New York magazine noted that Loeb’s “preferred strategy” is to buy into troubled companies, replace inefficient management, and return the companies to profitability, which “is the key to his success.” Loeb was described as “one of the most successful activists” in 2014.
Early life and education
Loeb, the son of Ronald and Clare (née Spark) Loeb, was raised in Santa Monica, California where he attended Palisades Charter High School. At the school, he took AP classes, started a skateboard company and was nicknamed “Milo Minderbinder” by one of his teachers (after a character in the novel Catch-22 who had a fascination with the stock market). His father was a partner at the Los Angeles law firm of Irell & Manella LLP and general counsel for Williams-Sonoma. His father also served as an outside director of Mattel, Inc. for over 30 years and during one period became interim President of Mattel. His mother is a historian.

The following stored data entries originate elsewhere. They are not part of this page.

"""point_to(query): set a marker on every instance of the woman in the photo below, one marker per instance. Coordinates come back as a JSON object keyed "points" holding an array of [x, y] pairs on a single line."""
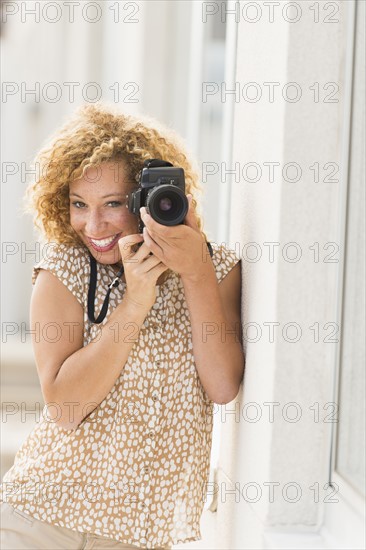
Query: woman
{"points": [[120, 458]]}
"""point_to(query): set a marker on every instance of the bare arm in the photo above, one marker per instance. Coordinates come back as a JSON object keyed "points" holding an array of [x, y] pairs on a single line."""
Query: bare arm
{"points": [[73, 376], [216, 334]]}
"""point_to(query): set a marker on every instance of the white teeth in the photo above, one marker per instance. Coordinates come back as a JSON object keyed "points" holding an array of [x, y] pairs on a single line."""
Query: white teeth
{"points": [[103, 242]]}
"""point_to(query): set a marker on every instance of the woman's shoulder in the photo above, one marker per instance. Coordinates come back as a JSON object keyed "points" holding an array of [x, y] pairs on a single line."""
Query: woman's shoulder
{"points": [[70, 264], [64, 255], [224, 258]]}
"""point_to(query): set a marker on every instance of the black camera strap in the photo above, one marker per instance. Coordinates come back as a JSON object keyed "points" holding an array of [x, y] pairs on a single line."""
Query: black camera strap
{"points": [[92, 289], [113, 284]]}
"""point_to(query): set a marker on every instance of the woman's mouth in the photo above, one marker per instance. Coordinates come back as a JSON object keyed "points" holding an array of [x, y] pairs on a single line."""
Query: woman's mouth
{"points": [[103, 245]]}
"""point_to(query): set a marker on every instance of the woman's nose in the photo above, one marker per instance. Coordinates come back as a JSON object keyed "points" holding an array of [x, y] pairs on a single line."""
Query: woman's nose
{"points": [[94, 224]]}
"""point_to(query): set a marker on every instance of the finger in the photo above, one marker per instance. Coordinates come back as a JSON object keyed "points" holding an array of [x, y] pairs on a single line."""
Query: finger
{"points": [[155, 229], [191, 219], [152, 244], [125, 245]]}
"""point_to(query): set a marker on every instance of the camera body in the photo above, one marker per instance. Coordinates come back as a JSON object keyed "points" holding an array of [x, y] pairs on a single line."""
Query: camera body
{"points": [[162, 191]]}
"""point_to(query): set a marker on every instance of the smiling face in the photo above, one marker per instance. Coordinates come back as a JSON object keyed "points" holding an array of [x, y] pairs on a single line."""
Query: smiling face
{"points": [[98, 212]]}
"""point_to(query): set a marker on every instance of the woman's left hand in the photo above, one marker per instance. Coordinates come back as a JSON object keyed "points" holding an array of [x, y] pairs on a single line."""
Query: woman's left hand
{"points": [[180, 247]]}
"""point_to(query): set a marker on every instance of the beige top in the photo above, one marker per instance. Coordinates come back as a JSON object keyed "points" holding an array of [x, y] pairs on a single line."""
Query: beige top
{"points": [[136, 469]]}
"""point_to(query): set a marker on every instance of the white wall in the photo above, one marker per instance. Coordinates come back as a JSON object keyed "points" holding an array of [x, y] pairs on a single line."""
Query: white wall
{"points": [[303, 292]]}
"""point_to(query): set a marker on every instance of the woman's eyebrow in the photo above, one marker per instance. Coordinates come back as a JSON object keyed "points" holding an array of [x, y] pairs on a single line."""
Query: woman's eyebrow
{"points": [[104, 197]]}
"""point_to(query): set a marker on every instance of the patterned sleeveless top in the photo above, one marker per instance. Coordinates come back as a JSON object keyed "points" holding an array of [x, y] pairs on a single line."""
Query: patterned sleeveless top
{"points": [[136, 469]]}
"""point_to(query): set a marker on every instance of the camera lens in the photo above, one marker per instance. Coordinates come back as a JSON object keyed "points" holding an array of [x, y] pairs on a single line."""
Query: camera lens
{"points": [[167, 204]]}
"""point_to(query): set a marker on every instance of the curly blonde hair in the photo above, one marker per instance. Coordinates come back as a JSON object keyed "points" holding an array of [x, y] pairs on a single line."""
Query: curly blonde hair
{"points": [[96, 134]]}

Loeb’s great-aunt, Ruth Handler, created the Barbie doll and co-founded Mattel Inc. In 2009, Loeb told an audience “[I] associated success in business with Hot Wheels and Barbie dolls. I think it was a very powerful enforcer early on to like business.”
Loeb attended the University of California at Berkeley for two years and subsequently graduated from Columbia University with an economics degree. By his senior year at Columbia, he had made $120,000 in the stock market, but lost it all on an investment in a firm called Puritan-Bennett Inc. The loss taught him a lesson, he later said, in “overconcentrating positions”.
Investing career
Loeb worked at Warburg Pincus, a private equity firm, from 1984 to 1987. He then worked as director of corporate development at Island Records, a record label, where he focused on securing debt financing. After Island Records, Loeb worked as a risk arbitrage analyst at Lafer Equity Investors and then, from 1991 to 1994, as senior vice-president in the distressed debt department at Jefferies LLC. At Jefferies, he focused on bankruptcy analysis, trading bank loans and selling distressed securities. He moved on to become a Citigroup vice president from 1994–95, in charge of high-yield bond sales.